La guerre déclenchée par la sanglante attaque du Hamas le 7 octobre en Israël sera au cœur d’un sommet des dirigeants des 27 Etats membres jeudi et vendredi à Bruxelles.
“Je pense que l’idée d’une pause humanitaire pour faciliter l’arrivée de l’aide (…) est quelque chose que les dirigeants soutiendront”, a déclaré M. Borrell à l’issue d’une réunion au Luxembourg des ministres des Affaires étrangères des Etats membres de l’UE.
“Qu’est-ce qui est important?
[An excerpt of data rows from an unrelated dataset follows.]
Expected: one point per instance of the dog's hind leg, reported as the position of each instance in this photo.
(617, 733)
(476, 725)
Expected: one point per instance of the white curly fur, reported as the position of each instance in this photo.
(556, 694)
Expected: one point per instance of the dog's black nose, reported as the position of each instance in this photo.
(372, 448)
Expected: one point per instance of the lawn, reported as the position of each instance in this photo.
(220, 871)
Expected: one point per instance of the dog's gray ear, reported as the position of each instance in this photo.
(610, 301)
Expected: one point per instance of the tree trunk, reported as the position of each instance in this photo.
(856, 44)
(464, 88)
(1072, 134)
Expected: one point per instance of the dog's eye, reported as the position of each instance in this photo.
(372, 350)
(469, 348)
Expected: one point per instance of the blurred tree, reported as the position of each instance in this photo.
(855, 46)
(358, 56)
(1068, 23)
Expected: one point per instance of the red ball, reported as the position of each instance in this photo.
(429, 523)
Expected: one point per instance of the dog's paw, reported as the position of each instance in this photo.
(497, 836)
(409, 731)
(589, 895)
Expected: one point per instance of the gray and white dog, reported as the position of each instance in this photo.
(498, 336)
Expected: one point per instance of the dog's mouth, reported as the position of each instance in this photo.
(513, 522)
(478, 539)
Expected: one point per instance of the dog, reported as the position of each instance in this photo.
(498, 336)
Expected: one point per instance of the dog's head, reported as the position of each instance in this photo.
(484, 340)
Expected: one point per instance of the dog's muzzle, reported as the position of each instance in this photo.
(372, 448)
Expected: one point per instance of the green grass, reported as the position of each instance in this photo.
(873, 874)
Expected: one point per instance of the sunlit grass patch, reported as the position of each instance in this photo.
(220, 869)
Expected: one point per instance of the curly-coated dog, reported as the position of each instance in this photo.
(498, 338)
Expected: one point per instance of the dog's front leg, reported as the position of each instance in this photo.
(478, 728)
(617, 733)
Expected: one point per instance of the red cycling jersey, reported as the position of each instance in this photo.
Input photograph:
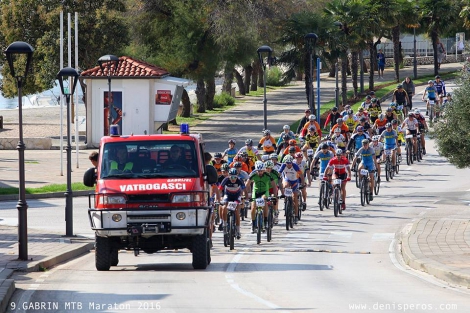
(339, 165)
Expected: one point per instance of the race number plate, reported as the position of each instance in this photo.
(288, 192)
(231, 206)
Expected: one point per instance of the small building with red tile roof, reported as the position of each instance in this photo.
(143, 97)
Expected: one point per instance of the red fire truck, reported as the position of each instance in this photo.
(152, 194)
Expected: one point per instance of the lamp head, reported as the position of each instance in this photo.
(17, 49)
(65, 74)
(107, 62)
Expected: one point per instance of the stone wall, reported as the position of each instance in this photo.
(30, 143)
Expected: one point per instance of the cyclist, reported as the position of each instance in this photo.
(332, 117)
(232, 186)
(290, 178)
(339, 165)
(267, 142)
(378, 149)
(390, 138)
(431, 93)
(374, 110)
(231, 151)
(261, 183)
(411, 129)
(311, 140)
(252, 152)
(400, 97)
(274, 186)
(422, 127)
(368, 161)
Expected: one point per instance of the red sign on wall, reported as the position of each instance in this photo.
(163, 97)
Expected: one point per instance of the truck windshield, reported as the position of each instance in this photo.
(149, 159)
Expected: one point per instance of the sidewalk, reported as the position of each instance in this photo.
(285, 106)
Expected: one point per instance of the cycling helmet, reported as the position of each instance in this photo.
(269, 164)
(259, 166)
(288, 159)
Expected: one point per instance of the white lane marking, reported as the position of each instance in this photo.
(383, 236)
(340, 234)
(231, 281)
(421, 275)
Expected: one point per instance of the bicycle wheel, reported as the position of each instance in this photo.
(321, 196)
(259, 223)
(336, 204)
(269, 225)
(231, 233)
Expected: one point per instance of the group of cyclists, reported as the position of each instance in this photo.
(356, 141)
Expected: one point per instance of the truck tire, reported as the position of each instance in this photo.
(102, 253)
(200, 253)
(114, 257)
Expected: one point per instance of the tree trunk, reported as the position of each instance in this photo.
(354, 70)
(241, 85)
(210, 93)
(396, 51)
(344, 74)
(201, 96)
(247, 79)
(228, 79)
(254, 75)
(186, 112)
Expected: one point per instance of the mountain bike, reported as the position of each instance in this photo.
(289, 208)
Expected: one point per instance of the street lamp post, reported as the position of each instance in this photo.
(311, 40)
(66, 74)
(108, 65)
(265, 52)
(17, 51)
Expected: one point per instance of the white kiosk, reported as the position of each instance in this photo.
(143, 97)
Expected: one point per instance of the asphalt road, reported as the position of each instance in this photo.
(325, 264)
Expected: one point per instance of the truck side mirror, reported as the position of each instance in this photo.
(89, 178)
(211, 173)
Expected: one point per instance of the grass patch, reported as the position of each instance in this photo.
(45, 189)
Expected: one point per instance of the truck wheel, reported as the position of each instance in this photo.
(102, 253)
(200, 253)
(114, 257)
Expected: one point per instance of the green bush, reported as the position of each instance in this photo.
(222, 100)
(275, 77)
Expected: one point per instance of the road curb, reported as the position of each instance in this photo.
(424, 264)
(46, 195)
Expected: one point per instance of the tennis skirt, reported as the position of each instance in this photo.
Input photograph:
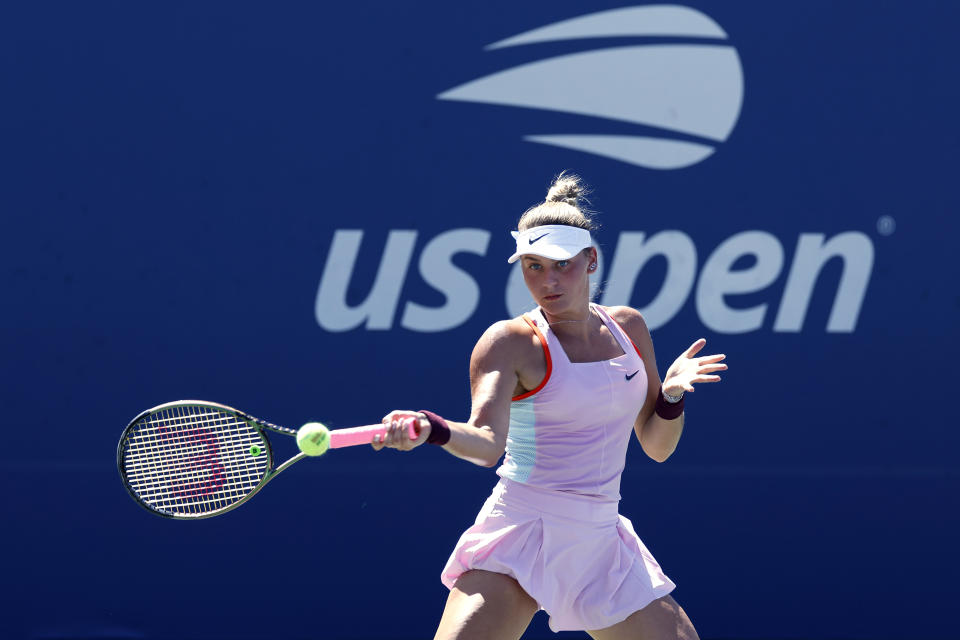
(577, 557)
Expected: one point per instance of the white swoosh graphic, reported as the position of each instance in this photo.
(652, 153)
(654, 20)
(692, 89)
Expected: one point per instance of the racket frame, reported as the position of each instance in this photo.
(261, 426)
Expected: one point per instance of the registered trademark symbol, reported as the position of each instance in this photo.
(886, 225)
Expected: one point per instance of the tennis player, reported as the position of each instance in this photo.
(559, 389)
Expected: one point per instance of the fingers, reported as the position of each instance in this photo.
(694, 349)
(397, 433)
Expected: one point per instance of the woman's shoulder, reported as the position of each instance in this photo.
(506, 336)
(630, 320)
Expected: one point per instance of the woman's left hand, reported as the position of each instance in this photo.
(687, 370)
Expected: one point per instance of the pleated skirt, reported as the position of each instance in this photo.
(575, 555)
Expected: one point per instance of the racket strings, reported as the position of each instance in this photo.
(194, 460)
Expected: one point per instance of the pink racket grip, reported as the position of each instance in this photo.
(365, 435)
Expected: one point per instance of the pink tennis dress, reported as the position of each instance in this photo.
(551, 522)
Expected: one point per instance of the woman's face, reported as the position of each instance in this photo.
(559, 285)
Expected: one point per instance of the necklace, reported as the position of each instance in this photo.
(589, 317)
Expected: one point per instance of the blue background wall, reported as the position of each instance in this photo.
(173, 177)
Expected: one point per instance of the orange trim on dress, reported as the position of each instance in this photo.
(546, 353)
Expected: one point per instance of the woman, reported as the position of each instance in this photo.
(558, 389)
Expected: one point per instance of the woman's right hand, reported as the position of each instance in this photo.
(398, 427)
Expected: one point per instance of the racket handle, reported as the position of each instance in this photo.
(365, 435)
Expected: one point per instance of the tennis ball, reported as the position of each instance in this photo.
(313, 439)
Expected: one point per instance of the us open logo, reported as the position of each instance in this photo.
(683, 97)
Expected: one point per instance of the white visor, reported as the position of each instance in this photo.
(553, 241)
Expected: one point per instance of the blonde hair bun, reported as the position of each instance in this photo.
(566, 188)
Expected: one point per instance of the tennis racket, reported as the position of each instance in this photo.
(192, 459)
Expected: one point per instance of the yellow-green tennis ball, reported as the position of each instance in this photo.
(313, 439)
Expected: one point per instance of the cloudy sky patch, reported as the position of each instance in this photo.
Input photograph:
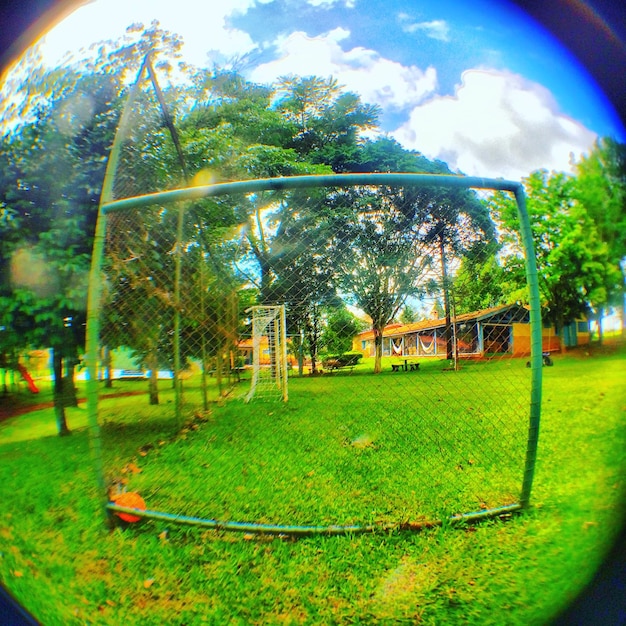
(529, 105)
(435, 29)
(496, 124)
(378, 80)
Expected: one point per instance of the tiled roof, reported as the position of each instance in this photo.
(397, 330)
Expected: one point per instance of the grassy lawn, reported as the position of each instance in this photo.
(300, 463)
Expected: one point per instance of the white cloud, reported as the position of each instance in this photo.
(350, 4)
(435, 29)
(378, 80)
(497, 124)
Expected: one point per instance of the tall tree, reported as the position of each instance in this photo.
(571, 258)
(600, 187)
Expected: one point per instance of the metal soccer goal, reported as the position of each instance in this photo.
(392, 421)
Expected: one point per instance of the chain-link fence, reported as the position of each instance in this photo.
(409, 395)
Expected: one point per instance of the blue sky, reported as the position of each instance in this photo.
(477, 84)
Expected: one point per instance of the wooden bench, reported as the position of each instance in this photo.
(405, 367)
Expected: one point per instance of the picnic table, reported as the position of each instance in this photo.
(405, 367)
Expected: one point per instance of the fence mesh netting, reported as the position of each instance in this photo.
(408, 385)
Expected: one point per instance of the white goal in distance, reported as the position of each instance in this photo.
(269, 353)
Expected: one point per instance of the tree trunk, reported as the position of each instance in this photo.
(599, 319)
(69, 389)
(107, 361)
(446, 300)
(153, 382)
(378, 349)
(59, 395)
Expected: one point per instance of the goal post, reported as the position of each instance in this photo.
(269, 353)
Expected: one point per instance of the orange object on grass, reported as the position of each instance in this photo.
(132, 500)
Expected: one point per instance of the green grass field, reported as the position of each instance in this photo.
(301, 463)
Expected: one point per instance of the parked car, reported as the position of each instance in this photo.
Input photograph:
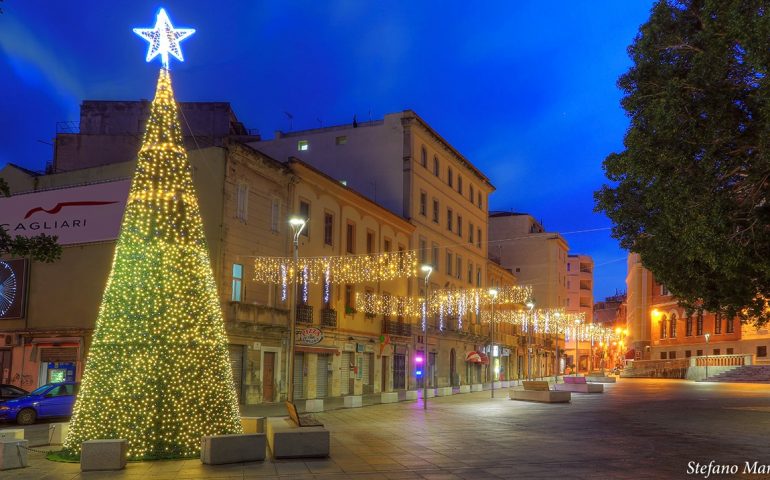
(50, 400)
(9, 392)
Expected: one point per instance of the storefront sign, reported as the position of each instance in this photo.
(310, 336)
(85, 214)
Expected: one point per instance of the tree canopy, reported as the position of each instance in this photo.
(689, 192)
(42, 248)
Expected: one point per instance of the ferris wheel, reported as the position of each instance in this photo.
(7, 287)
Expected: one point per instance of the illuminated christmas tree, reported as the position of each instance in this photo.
(158, 371)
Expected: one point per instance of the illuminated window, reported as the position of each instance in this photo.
(237, 282)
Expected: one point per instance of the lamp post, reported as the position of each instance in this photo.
(531, 305)
(297, 225)
(493, 294)
(577, 337)
(707, 335)
(427, 269)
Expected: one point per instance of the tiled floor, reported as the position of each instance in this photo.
(640, 429)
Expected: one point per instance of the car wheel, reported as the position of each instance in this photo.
(26, 417)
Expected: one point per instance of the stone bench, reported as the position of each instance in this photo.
(13, 453)
(353, 401)
(222, 449)
(12, 434)
(539, 392)
(443, 391)
(103, 455)
(389, 397)
(253, 424)
(287, 440)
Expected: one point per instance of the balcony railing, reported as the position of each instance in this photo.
(304, 314)
(329, 317)
(397, 328)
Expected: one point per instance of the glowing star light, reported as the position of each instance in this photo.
(164, 38)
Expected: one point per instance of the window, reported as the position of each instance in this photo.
(328, 228)
(275, 216)
(459, 267)
(663, 323)
(242, 203)
(304, 212)
(237, 282)
(350, 238)
(672, 327)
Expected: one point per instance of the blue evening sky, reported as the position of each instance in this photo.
(525, 89)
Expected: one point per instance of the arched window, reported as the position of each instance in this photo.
(672, 328)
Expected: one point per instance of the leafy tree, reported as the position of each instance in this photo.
(689, 191)
(42, 248)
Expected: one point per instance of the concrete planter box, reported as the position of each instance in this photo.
(103, 455)
(13, 453)
(12, 434)
(353, 401)
(222, 449)
(315, 405)
(389, 397)
(287, 440)
(444, 391)
(253, 424)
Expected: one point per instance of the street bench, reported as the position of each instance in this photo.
(539, 391)
(578, 385)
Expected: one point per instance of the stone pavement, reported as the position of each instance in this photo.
(637, 429)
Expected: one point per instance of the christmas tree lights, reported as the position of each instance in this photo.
(158, 371)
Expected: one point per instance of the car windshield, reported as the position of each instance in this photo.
(40, 390)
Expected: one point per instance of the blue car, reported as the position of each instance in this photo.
(51, 400)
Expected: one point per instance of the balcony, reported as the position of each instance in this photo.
(329, 318)
(400, 329)
(304, 314)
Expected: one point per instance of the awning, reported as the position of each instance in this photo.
(472, 357)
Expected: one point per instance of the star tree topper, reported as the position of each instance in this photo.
(164, 38)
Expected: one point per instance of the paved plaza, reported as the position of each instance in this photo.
(637, 429)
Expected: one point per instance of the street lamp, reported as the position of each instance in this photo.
(531, 305)
(707, 335)
(297, 225)
(427, 269)
(493, 294)
(577, 336)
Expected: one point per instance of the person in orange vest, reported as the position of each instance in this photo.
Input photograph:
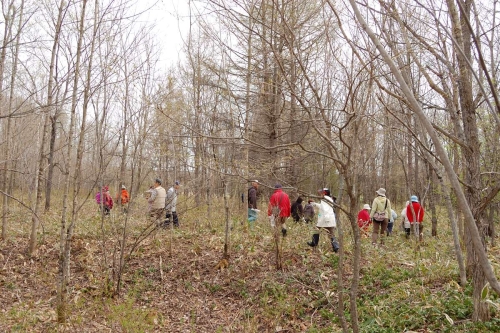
(125, 198)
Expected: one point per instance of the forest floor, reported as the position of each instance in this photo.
(172, 282)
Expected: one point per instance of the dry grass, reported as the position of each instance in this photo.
(402, 288)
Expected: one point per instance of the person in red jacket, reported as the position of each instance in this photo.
(364, 220)
(279, 208)
(415, 213)
(107, 201)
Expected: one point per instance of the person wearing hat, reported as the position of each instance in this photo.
(392, 219)
(171, 205)
(380, 213)
(278, 209)
(124, 198)
(157, 202)
(326, 220)
(252, 201)
(415, 214)
(364, 220)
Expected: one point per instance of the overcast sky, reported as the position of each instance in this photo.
(171, 20)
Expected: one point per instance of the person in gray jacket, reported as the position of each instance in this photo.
(170, 205)
(157, 202)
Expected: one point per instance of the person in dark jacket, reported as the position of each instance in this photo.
(297, 209)
(309, 211)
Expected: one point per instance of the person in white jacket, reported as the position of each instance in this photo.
(326, 220)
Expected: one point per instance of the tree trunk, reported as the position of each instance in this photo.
(8, 140)
(67, 229)
(413, 103)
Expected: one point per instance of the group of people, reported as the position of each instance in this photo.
(163, 203)
(383, 217)
(380, 215)
(105, 201)
(279, 210)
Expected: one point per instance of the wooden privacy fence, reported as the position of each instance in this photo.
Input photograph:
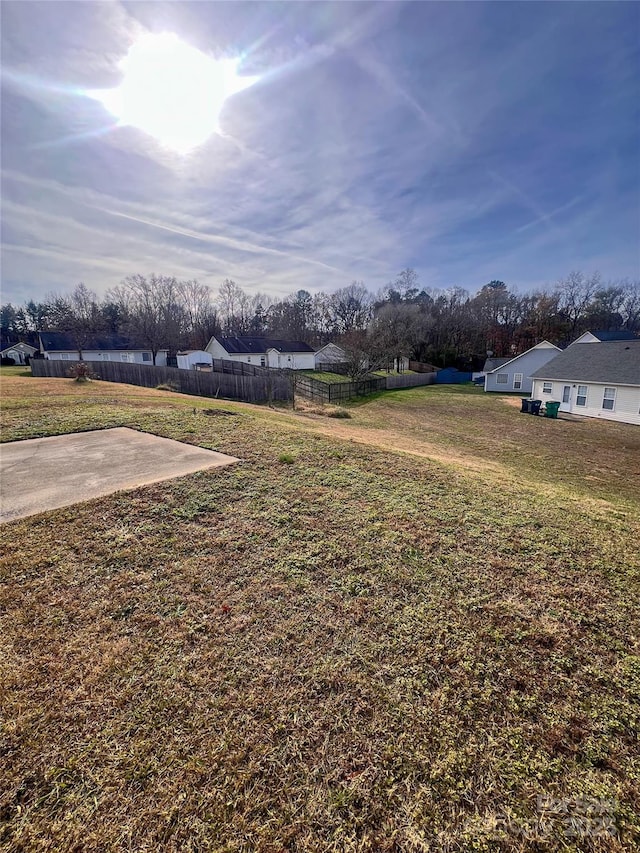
(261, 386)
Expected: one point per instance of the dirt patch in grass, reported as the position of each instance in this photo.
(359, 651)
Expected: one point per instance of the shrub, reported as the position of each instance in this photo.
(81, 372)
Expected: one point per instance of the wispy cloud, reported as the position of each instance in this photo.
(380, 135)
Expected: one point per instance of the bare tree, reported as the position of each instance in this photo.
(576, 292)
(200, 315)
(153, 305)
(350, 308)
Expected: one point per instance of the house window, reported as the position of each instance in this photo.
(609, 399)
(581, 396)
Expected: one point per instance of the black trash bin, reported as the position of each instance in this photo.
(551, 409)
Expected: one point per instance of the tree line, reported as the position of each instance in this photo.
(437, 326)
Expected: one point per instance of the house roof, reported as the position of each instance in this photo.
(542, 345)
(64, 342)
(20, 345)
(491, 364)
(612, 362)
(251, 345)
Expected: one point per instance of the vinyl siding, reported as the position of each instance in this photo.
(524, 364)
(626, 407)
(113, 355)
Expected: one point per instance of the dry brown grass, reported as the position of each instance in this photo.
(359, 651)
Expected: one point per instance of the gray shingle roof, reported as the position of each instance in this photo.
(492, 363)
(609, 362)
(65, 342)
(251, 344)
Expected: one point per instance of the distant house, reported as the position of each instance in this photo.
(100, 347)
(194, 359)
(19, 352)
(263, 352)
(600, 337)
(513, 376)
(330, 354)
(599, 381)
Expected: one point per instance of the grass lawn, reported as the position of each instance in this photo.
(420, 634)
(325, 376)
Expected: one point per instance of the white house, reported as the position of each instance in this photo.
(600, 381)
(263, 352)
(19, 352)
(514, 375)
(194, 359)
(101, 347)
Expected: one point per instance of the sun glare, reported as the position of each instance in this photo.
(172, 91)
Plus d’aide, plus rapidement”, a martelé Josep Borrell soulignant que les quelques dizaines de camions qui étaient passés de l’Egypte vers Gaza étaient “insuffisants”.
“Sur la question de la trêve humanitaire, du cessez-le-feu, on ne peut pas dire qu’il y a de manière nette un consensus qui s’est dégagé”, a cependant tempéré un diplomate européen.
Le ministre tchèque des Affaires étrangères, Jan Lipavsky, a souligné combien cet objectif lui semblait difficile à atteindre à ce stade en raison de l’attitude du Hamas.
“Il y a une organisation terroriste qui contrôle Gaza, qui envoie des roquettes tous les jours, qui a perpétré une attaque barbare sur le territoire israélien”, a-t-il dit. “La question est donc de savoir comment un tel cessez-le-feu pourrait être mis en place; il faut qu’il s’applique aux deux côtés”, a-t-il ajouté.
Jean Asselborn, ministre des Affaires étangères, a réitéré que le Luxembourg réaffirme sans équivoque le droit d’Israël à la défense légitime, dans le plein respect du droit international. Le Luxembourg appelle à la libération immédiate et inconditionnelle des otages par les groupes terroristes du Hamas et du Jihad Islamique.
Le Luxembourg se joint au secrétaire général des Nations unies, Antonio Guterres, “pour appeler à la désescalade et à un cessez-le-feu humanitaire. L’accès humanitaire rapide et sans entrave à Gaza doit être rétabli sans délai. Israël doit agir en pleine conformité avec le droit international humanitaire et assurer la protection des civils”.
Jean Asselborn s’est félicité de l’augmentation annoncée de l’assistance humanitaire par la Commission européenne, étant donné que l’assistance humanitaire est vitale pour la population palestinienne.
Finalement, le ministre Asselborn a souligné à nouveau que les évènements dramatiques des dernières semaines illustrent à quel point il est important de relancer le processus de paix au Moyen-Orient et d’aboutir à une véritable solution politique du conflit israélo-palestinien, afin de rompre avec le cercle vicieux des violences.
“Nous ne pourrons pas endiguer la catastrophe humanitaire si le terrorisme de Gaza se poursuit de la sorte”, a souligné en écho la cheffe de la diplomatie allemande Annalena Baerbock.
“Il est essentiel de lutter contre le terrorisme (...) et en même temps, tout doit être fait pour atténuer les souffrances incroyables des deux millions de Gazaouis. C’est la quadrature du cercle. Mais cette quadrature du cercle, nous devons l’affronter ensemble”, a-t-elle poursuivi.
Tandis qu’un second convoi de camions est entré dimanche dans le territoire dirigé par le Hamas, le président américain Joe Biden et le Premier ministre israélien Benjamin Netanyahu ont “affirmé qu’il y aurait dorénavant un flux continu dans Gaza de cette assistance cruciale”, selon un communiqué de la Maison Blanche.
Samedi, au cours d’un “Sommet pour la paix” au Caire, Antonio Guterres a appelé à “agir maintenant pour mettre fin au cauchemar”, réclamant un “cessez-le-feu humanitaire”.
“Les Gazaouis ont besoin de beaucoup plus, un acheminement massif d’aide est nécessaire” a ainsi relevé le secrétaire général de l’ONU.
Seules quelques dizaines de camions sont passés d’Egypte à la bande de Gaza -un chiffre totalement insuffisant pour l’ONU qui réclame 100 camions par jour pour les 2,4 millions de Gazaouis.